在 Python 中使用 string.translate 来音译西里尔文?
声明:本页面是StackOverFlow热门问题的中英对照翻译,遵循CC BY-SA 4.0协议,如果您需要使用它,必须同样遵循CC BY-SA许可,注明原文地址和作者信息,同时你必须将它归于原作者(不是我):StackOverFlow
原文地址: http://stackoverflow.com/questions/14173421/
Warning: these are provided under cc-by-sa 4.0 license. You are free to use/share it, But you must attribute it to the original authors (not me):
StackOverFlow
use string.translate in Python to transliterate Cyrillic?
提问by Nemoden
I'm getting UnicodeEncodeError: 'ascii' codec can't encode characters in position 0-51: ordinal not in range(128)exception trying to use string.maketransin Python. I'm kinda discouraged with this kind of error in following code (gist):
我得到UnicodeEncodeError: 'ascii' codec can't encode characters in position 0-51: ordinal not in range(128)异常尝试使用string.maketrans在Python。我对以下代码(gist)中的这种错误感到沮丧:
# -*- coding: utf-8 -*-
import string
def translit1(string):
""" This function works just fine """
capital_letters = {
u'А': u'A',
u'Б': u'B',
u'В': u'V',
u'Г': u'G',
u'Д': u'D',
u'Е': u'E',
u'Ё': u'E',
u'Ж': u'Zh',
u'З': u'Z',
u'И': u'I',
u'Й': u'Y',
u'К': u'K',
u'Л': u'L',
u'М': u'M',
u'Н': u'N',
u'О': u'O',
u'П': u'P',
u'Р': u'R',
u'С': u'S',
u'Т': u'T',
u'У': u'U',
u'Ф': u'F',
u'Х': u'H',
u'Ц': u'Ts',
u'Ч': u'Ch',
u'Ш': u'Sh',
u'Щ': u'Sch',
u'Ъ': u'',
u'Ы': u'Y',
u'Ь': u'',
u'Э': u'E',
u'Ю': u'Yu',
u'Я': u'Ya'
}
lower_case_letters = {
u'а': u'a',
u'б': u'b',
u'в': u'v',
u'г': u'g',
u'д': u'd',
u'е': u'e',
u'ё': u'e',
u'ж': u'zh',
u'з': u'z',
u'и': u'i',
u'й': u'y',
u'к': u'k',
u'л': u'l',
u'м': u'm',
u'н': u'n',
u'о': u'o',
u'п': u'p',
u'р': u'r',
u'с': u's',
u'т': u't',
u'у': u'u',
u'ф': u'f',
u'х': u'h',
u'ц': u'ts',
u'ч': u'ch',
u'ш': u'sh',
u'щ': u'sch',
u'ъ': u'',
u'ы': u'y',
u'ь': u'',
u'э': u'e',
u'ю': u'yu',
u'я': u'ya'
}
translit_string = ""
for index, char in enumerate(string):
if char in lower_case_letters.keys():
char = lower_case_letters[char]
elif char in capital_letters.keys():
char = capital_letters[char]
if len(string) > index+1:
if string[index+1] not in lower_case_letters.keys():
char = char.upper()
else:
char = char.upper()
translit_string += char
return translit_string
def translit2(text):
""" This method should be more easy to grasp,
but throws exception:
UnicodeEncodeError: 'ascii' codec can't encode characters in position 0-51: ordinal not in range(128)
"""
symbols = string.maketrans(u"абвгдеёзийклмнопрстуфхъыьэАБВГДЕЁЗИЙКЛМНОПРСТУФХЪЫЬЭ",
u"abvgdeezijklmnoprstufh'y'eABVGDEEZIJKLMNOPRSTUFH'Y'E")
sequence = {
u'ж':'zh',
u'ц':'ts',
u'ч':'ch',
u'ш':'sh',
u'щ':'sch',
u'ю':'ju',
u'я':'ja',
u'Ж':'Zh',
u'Ц':'Ts',
u'Ч':'Ch'
}
for char in sequence.keys():
text = text.replace(char, sequence[char])
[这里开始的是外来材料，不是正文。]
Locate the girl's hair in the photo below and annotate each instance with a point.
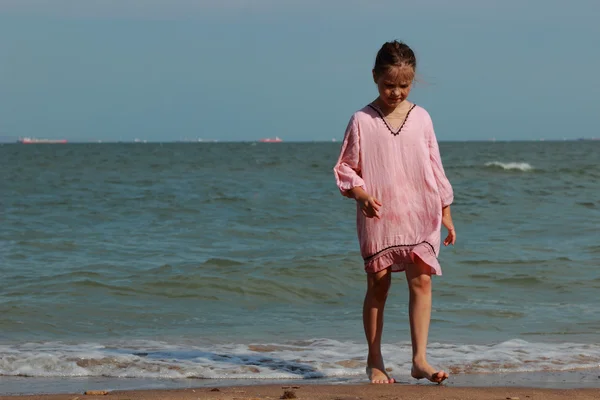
(394, 54)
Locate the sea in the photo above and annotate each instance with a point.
(170, 265)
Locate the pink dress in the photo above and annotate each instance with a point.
(403, 170)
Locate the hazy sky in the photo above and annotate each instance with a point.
(242, 70)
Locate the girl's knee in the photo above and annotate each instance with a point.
(420, 283)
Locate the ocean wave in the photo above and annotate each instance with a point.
(309, 359)
(510, 166)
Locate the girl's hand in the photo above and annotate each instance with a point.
(369, 205)
(451, 238)
(447, 222)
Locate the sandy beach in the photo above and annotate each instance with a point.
(333, 392)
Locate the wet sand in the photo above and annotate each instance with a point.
(333, 392)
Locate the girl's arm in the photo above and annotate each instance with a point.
(443, 184)
(347, 168)
(347, 173)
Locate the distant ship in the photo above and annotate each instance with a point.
(276, 139)
(45, 141)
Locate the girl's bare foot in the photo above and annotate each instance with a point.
(376, 372)
(426, 371)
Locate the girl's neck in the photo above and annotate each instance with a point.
(387, 110)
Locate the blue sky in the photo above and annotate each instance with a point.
(242, 70)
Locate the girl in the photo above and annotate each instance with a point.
(390, 164)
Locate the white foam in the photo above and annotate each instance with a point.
(318, 358)
(510, 165)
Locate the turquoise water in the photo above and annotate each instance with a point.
(240, 260)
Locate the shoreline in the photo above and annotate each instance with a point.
(584, 384)
(330, 392)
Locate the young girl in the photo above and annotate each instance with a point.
(390, 164)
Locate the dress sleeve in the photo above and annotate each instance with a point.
(347, 170)
(444, 186)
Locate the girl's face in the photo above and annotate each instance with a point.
(394, 84)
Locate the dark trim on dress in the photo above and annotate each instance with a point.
(369, 258)
(385, 121)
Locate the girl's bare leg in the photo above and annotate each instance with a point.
(418, 276)
(378, 285)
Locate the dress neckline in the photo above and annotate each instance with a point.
(380, 113)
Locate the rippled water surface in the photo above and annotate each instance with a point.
(194, 253)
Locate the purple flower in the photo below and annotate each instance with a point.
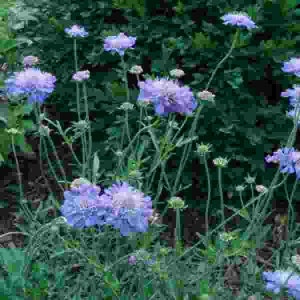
(81, 75)
(288, 159)
(131, 209)
(119, 43)
(76, 31)
(293, 94)
(167, 96)
(277, 280)
(83, 206)
(238, 19)
(32, 82)
(132, 260)
(30, 60)
(292, 66)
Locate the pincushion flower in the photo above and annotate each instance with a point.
(83, 207)
(30, 60)
(239, 19)
(131, 209)
(76, 31)
(167, 96)
(32, 82)
(292, 66)
(277, 280)
(288, 159)
(119, 43)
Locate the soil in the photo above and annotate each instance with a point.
(36, 189)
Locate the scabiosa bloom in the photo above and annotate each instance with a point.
(167, 96)
(239, 19)
(282, 279)
(31, 82)
(286, 158)
(293, 94)
(30, 60)
(131, 209)
(81, 75)
(119, 43)
(83, 207)
(76, 31)
(292, 66)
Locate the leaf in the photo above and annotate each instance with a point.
(7, 45)
(181, 141)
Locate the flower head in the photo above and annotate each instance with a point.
(239, 19)
(220, 162)
(282, 279)
(76, 31)
(292, 66)
(288, 159)
(31, 82)
(119, 43)
(136, 70)
(261, 188)
(177, 73)
(206, 96)
(83, 207)
(167, 96)
(30, 60)
(81, 75)
(131, 209)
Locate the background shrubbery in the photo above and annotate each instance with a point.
(248, 120)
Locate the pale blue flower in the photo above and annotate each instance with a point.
(83, 206)
(131, 209)
(32, 82)
(239, 19)
(292, 66)
(277, 280)
(167, 96)
(76, 31)
(119, 43)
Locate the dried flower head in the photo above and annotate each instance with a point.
(220, 162)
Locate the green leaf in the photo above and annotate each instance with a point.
(7, 45)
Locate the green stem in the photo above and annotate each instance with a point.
(221, 196)
(187, 147)
(89, 129)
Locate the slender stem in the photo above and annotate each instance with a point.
(187, 147)
(221, 196)
(89, 128)
(208, 197)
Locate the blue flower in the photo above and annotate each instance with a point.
(239, 19)
(293, 95)
(131, 209)
(292, 66)
(32, 82)
(167, 96)
(76, 31)
(83, 206)
(119, 43)
(277, 280)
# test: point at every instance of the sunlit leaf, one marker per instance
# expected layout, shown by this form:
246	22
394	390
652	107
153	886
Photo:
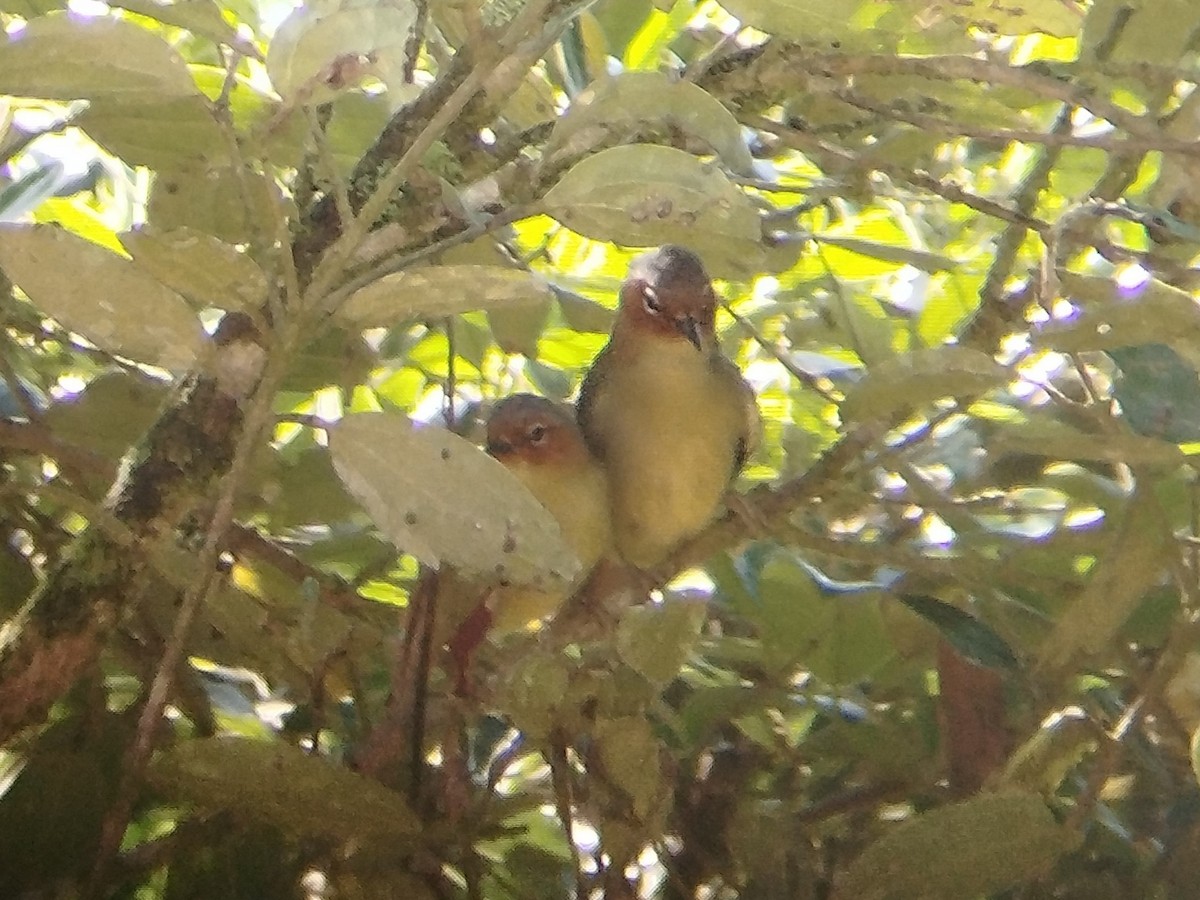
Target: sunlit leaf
1132	563
657	641
645	195
438	291
201	268
321	48
67	58
270	781
907	382
970	636
967	849
628	102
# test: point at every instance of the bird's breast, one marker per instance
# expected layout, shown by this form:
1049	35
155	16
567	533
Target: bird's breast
672	433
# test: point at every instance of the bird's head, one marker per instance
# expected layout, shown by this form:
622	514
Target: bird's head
525	429
669	294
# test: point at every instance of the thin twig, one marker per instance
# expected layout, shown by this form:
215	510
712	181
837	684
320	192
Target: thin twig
138	754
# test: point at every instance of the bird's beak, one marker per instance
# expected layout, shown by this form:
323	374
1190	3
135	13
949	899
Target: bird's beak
689	329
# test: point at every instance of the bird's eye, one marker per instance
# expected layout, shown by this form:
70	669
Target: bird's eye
651	300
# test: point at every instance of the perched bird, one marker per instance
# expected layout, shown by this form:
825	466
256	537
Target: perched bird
669	417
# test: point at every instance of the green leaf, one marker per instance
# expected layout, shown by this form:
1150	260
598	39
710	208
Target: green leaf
214	199
444	501
101	295
809	22
1126	569
919	259
1114	317
1143	35
66	58
963	850
630	102
1159	394
655	641
645	195
300	793
161	133
201	268
630	755
1005	17
52	813
1062	442
438	291
517	328
840	639
905	383
970	636
109	415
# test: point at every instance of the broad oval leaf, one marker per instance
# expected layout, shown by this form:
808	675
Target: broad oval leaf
437	291
645	195
319	47
969	849
1059	441
1159	394
275	783
444	501
1127	568
197	265
65	58
618	106
155	132
102	297
655	641
809	22
903	383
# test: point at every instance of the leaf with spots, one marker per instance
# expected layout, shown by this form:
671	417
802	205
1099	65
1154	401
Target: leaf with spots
444	501
645	195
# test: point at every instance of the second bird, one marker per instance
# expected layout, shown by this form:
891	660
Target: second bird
665	412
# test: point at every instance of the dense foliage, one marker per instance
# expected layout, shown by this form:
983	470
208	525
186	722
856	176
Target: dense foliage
945	651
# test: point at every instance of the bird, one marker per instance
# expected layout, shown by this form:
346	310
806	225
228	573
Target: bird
540	442
664	411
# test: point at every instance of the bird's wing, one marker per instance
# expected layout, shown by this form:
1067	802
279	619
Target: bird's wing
592	408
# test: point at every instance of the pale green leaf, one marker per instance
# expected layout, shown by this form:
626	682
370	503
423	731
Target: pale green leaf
629	102
319	45
1126	569
1062	442
204	270
66	58
517	328
1110	317
961	850
438	291
301	793
444	501
101	295
892	253
645	195
655	641
904	383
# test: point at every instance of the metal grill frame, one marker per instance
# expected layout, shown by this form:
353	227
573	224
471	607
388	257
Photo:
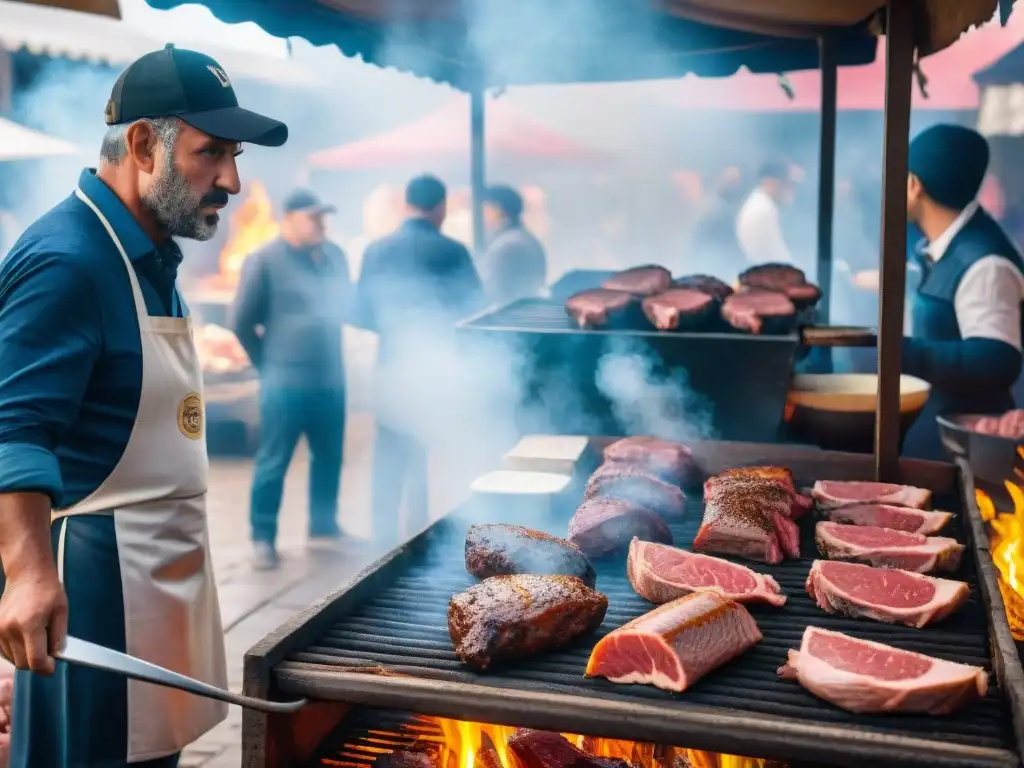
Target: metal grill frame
284	739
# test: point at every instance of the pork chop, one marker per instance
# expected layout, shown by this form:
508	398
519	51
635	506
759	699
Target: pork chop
499	550
830	494
603	526
865	677
888	516
676	644
663	573
888	549
884	594
513	616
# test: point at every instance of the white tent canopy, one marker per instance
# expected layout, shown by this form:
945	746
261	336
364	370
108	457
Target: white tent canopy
99	39
18	142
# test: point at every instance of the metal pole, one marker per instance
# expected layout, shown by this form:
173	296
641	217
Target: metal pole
477	171
826	175
899	71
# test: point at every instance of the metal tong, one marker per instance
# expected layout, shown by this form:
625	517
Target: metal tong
89	654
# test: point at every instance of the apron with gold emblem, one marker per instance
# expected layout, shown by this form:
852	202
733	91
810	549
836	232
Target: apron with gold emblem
156	497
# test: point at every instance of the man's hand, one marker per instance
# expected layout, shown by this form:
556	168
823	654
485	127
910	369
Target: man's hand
34	620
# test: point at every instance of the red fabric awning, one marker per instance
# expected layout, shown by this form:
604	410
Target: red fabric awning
947	73
442	138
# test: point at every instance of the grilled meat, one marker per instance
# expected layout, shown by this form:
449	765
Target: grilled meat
500	550
640	281
749	310
603	526
633	484
679	309
671	462
597	307
512	616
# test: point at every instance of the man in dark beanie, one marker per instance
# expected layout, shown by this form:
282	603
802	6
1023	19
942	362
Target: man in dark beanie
966	338
514	265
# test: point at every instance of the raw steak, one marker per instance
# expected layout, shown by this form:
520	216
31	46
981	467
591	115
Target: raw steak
678	308
601	526
884	594
887	516
888	549
512	616
497	550
749	518
548	750
830	494
672	462
748	310
662	573
676	644
864	677
640	281
633	484
708	284
801	504
595	308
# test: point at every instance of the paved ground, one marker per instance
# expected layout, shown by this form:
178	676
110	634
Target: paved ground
255	603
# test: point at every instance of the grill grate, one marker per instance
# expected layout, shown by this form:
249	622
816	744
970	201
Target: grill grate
403	628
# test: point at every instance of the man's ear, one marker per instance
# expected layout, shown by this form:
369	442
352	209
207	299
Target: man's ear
142	140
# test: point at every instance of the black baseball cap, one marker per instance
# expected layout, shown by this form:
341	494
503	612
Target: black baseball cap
185	84
306	200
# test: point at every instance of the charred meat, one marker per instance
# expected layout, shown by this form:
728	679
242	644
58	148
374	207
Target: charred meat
597	307
502	550
512	616
640	281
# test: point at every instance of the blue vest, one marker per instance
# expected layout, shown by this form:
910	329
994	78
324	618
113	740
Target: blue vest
935	320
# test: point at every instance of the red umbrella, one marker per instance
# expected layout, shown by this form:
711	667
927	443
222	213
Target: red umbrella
947	73
442	138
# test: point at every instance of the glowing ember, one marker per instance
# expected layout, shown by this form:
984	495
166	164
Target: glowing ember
1006	537
481	745
251	226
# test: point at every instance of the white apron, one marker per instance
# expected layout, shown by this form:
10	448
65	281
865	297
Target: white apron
157	495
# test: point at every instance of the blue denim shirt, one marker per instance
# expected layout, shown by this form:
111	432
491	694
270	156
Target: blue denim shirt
71	360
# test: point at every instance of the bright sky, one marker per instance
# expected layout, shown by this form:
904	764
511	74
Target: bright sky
197	24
return text.translate(symbols)
if __name__ == "__main__":
print translit1(u"Привет") # prints Privet as expected
print translit2(u"Привет") # throws exception: UnicodeEncodeError: 'ascii' codec can't encode characters in position 0-51: ordinal not in range(128)
Original trace:
原始轨迹:
Traceback (most recent call last):
File "translit_error.py", line 124, in <module>
print translit2(u"Привет") # throws exception: UnicodeEncodeError: 'ascii' codec can't encode characters in position 0-51: ordinal not in range(128)
File "translit_error.py", line 103, in translit2
u"abvgdeezijklmnoprstufh'y'eABVGDEEZIJKLMNOPRSTUFH'Y'E")
UnicodeEncodeError: 'ascii' codec can't encode characters in position 0-51: ordinal not in range(128)
I mean, why Python string.maketranstrying to use asciitable anyway? And how comes English alphabet letters are out of 0-128 range?
我的意思是,为什么 Python仍然string.maketrans尝试使用asciitable?为什么英文字母不在 0-128 范围内?
$ python -c "print ord(u'A')"
65
$ python -c "print ord(u'z')"
122
$ python -c "print ord(u\"'\")"
39
After several hours I feel like absolutely exhausted to solve this issue.
几个小时后,我觉得解决这个问题已经筋疲力尽了。
Can someone say what is happening and how to fix it?
有人可以说发生了什么以及如何解决吗?
采纳答案by georg
translatebehaves differently when used with unicode strings. Instead of a maketranstable, you have to provide a dictionary ord(search)->ord(replace):
当与 unicode 字符串一起使用时,translate 的行为有所不同。maketrans您必须提供字典而不是表格ord(search)->ord(replace):
symbols = (u"абвгдеёжзийклмнопрстуфхцчшщъыьэюяАБВГДЕЁЖЗИЙКЛМНОПРСТУФХЦЧШЩЪЫЬЭЮЯ",
u"abvgdeejzijklmnoprstufhzcss_y_euaABVGDEEJZIJKLMNOPRSTUFHZCSS_Y_EUA")
tr = {ord(a):ord(b) for a, b in zip(*symbols)}
# for Python 2.*:
# tr = dict( [ (ord(a), ord(b)) for (a, b) in zip(*symbols) ] )
text = u'Добрый Ден'
print text.translate(tr) # looks good
That said, I'd second the suggestion not to reinvent the wheel and to use an established library: http://pypi.python.org/pypi/Unidecode
也就是说,我建议不要重新发明轮子并使用已建立的库:http: //pypi.python.org/pypi/Unidecode
回答by Artur Barseghyan
You can use transliterate package (https://pypi.python.org/pypi/transliterate)
您可以使用音译包(https://pypi.python.org/pypi/transliterate)
Example #1:
示例#1:
from transliterate import translit
print translit("Lorem ipsum dolor sit amet", "ru")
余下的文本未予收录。